“No one knows who will live in this [iron] cage in the future….” – Max Weber, The Protestant Ethic and the Spirit of Capitalism
I would prefer not to relay the following very strange story given to me by a fellow sociologist, but he had done me a number of favors, and since he asked me to do him a favor in return, I feel obligated. I don’t know what to make of the whole thing. Following this brief introduction, you will find the manuscript he handed me. I realize you are getting this third hand, but there’s nothing I can do about that. I don’t know his friend. When he asked me to print it for him, I told him I would prefer not to, but then guilt got the best of me, so here it is.
This is one of those stories hard to believe. When I first heard it, I thought it was a joke, some sort of parable, and my friend who was telling it to me had had too much to drink or was just pulling my leg. I’m not sure. Like so much in today’s world, the difference between fiction and fact has become very blurry.

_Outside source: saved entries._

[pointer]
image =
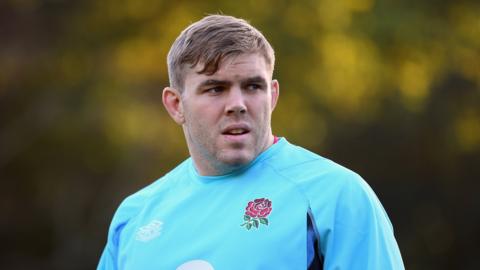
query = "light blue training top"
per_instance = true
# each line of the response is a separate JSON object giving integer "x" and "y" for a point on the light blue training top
{"x": 286, "y": 209}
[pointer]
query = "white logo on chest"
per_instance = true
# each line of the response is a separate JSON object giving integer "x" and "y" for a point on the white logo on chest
{"x": 150, "y": 231}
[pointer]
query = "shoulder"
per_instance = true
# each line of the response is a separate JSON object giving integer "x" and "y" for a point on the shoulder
{"x": 132, "y": 205}
{"x": 303, "y": 167}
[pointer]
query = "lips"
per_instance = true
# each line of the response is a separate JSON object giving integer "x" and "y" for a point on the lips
{"x": 236, "y": 130}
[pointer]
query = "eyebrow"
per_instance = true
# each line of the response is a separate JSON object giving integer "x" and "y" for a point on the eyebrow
{"x": 211, "y": 82}
{"x": 256, "y": 79}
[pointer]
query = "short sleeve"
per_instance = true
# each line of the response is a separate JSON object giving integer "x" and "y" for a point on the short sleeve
{"x": 359, "y": 234}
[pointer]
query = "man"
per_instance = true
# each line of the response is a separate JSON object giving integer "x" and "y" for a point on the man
{"x": 245, "y": 199}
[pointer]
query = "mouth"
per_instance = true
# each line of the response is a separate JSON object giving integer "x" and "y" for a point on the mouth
{"x": 236, "y": 130}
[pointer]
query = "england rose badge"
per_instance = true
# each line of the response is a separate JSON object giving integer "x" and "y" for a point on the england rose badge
{"x": 256, "y": 213}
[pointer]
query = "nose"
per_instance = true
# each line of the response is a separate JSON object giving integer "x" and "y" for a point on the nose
{"x": 236, "y": 102}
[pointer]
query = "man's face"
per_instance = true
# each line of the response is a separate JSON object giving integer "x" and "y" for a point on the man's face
{"x": 227, "y": 115}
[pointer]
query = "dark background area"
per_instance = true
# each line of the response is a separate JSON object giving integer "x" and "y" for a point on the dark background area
{"x": 390, "y": 89}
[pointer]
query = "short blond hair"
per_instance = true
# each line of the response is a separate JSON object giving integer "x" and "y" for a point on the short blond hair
{"x": 211, "y": 40}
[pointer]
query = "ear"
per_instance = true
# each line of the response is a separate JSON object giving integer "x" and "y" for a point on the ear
{"x": 275, "y": 93}
{"x": 172, "y": 100}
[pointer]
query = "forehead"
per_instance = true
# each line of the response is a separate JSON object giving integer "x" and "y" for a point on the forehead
{"x": 232, "y": 68}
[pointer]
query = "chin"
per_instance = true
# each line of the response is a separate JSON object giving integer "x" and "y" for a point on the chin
{"x": 236, "y": 159}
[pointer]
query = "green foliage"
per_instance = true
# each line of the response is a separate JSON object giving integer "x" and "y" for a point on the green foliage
{"x": 388, "y": 88}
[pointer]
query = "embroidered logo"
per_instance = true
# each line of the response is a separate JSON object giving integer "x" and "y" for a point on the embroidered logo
{"x": 149, "y": 231}
{"x": 256, "y": 213}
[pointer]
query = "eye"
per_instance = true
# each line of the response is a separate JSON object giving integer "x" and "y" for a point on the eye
{"x": 214, "y": 90}
{"x": 254, "y": 86}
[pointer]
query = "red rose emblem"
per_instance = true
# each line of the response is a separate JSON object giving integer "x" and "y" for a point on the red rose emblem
{"x": 256, "y": 213}
{"x": 259, "y": 208}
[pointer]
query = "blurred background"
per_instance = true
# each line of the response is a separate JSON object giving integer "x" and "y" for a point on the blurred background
{"x": 390, "y": 89}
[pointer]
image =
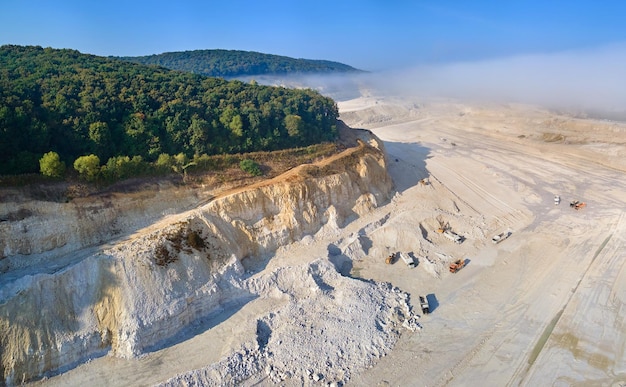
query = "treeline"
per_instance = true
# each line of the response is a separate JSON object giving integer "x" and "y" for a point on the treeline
{"x": 75, "y": 105}
{"x": 234, "y": 63}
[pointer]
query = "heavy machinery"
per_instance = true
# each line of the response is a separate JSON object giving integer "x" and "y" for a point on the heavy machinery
{"x": 390, "y": 259}
{"x": 444, "y": 228}
{"x": 500, "y": 237}
{"x": 424, "y": 304}
{"x": 457, "y": 265}
{"x": 410, "y": 262}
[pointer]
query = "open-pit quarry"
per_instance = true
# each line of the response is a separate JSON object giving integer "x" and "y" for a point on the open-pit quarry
{"x": 286, "y": 281}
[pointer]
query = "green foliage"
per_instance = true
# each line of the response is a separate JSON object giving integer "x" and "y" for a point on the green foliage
{"x": 251, "y": 167}
{"x": 88, "y": 167}
{"x": 233, "y": 63}
{"x": 51, "y": 165}
{"x": 81, "y": 104}
{"x": 294, "y": 125}
{"x": 123, "y": 167}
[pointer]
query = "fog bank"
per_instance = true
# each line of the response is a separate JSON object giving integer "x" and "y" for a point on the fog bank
{"x": 589, "y": 80}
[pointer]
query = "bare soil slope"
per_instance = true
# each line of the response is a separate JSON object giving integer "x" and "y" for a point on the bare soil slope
{"x": 543, "y": 307}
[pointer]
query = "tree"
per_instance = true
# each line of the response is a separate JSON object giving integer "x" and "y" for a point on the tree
{"x": 293, "y": 123}
{"x": 88, "y": 167}
{"x": 51, "y": 165}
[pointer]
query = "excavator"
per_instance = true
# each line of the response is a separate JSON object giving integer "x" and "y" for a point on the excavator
{"x": 457, "y": 265}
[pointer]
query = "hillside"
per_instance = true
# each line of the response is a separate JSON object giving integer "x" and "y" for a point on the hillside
{"x": 76, "y": 104}
{"x": 234, "y": 63}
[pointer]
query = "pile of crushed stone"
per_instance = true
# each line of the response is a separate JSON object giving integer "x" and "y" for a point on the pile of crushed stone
{"x": 330, "y": 327}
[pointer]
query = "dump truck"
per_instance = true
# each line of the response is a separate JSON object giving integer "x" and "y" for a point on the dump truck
{"x": 457, "y": 265}
{"x": 410, "y": 262}
{"x": 500, "y": 237}
{"x": 424, "y": 304}
{"x": 453, "y": 236}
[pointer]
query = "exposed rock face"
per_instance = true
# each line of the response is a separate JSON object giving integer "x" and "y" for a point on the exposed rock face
{"x": 65, "y": 303}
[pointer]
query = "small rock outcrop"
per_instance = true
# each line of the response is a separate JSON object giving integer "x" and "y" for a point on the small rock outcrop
{"x": 66, "y": 298}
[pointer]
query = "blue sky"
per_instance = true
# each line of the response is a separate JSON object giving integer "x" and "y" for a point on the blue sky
{"x": 371, "y": 35}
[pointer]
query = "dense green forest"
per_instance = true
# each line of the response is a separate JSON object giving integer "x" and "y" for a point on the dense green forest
{"x": 234, "y": 63}
{"x": 76, "y": 105}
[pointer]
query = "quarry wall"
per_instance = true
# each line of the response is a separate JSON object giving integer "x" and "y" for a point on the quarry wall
{"x": 66, "y": 298}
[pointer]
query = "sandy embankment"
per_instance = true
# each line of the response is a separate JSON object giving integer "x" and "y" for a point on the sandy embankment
{"x": 546, "y": 306}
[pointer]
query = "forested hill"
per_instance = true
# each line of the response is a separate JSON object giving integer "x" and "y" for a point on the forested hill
{"x": 77, "y": 104}
{"x": 233, "y": 63}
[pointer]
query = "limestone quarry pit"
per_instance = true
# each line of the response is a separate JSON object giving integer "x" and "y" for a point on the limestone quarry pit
{"x": 285, "y": 282}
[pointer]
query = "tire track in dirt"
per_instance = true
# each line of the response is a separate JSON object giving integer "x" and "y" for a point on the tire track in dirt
{"x": 524, "y": 371}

Let me call him Sean, since these days holding a strong dissenting opinion can cost you your job. He is a professor who, like the character David in John Fowles’ story, “The Ebony Tower,” teaches art history. And like Fowles’ character he is a very frustrated academic. In Sean’s case, he has had to contend with the transformation of his college from a place of learning to a place where “Woke” ideology stifles dissent. Perhaps more importantly, he has suffered from extreme writer’s block. He had just been telling me how, after years of writing copiously in his private journals, he had grown nauseated by it because it seemed so self-involved, concerning self and family stuff he was sick of. He wanted to write articles and books, yet when he tried, he couldn’t. All his energy had been going into his futile daily journals, where he felt trapped by family matters. Until one recent day at the bar where we regularly meet, he heard this strange story. It jolted him.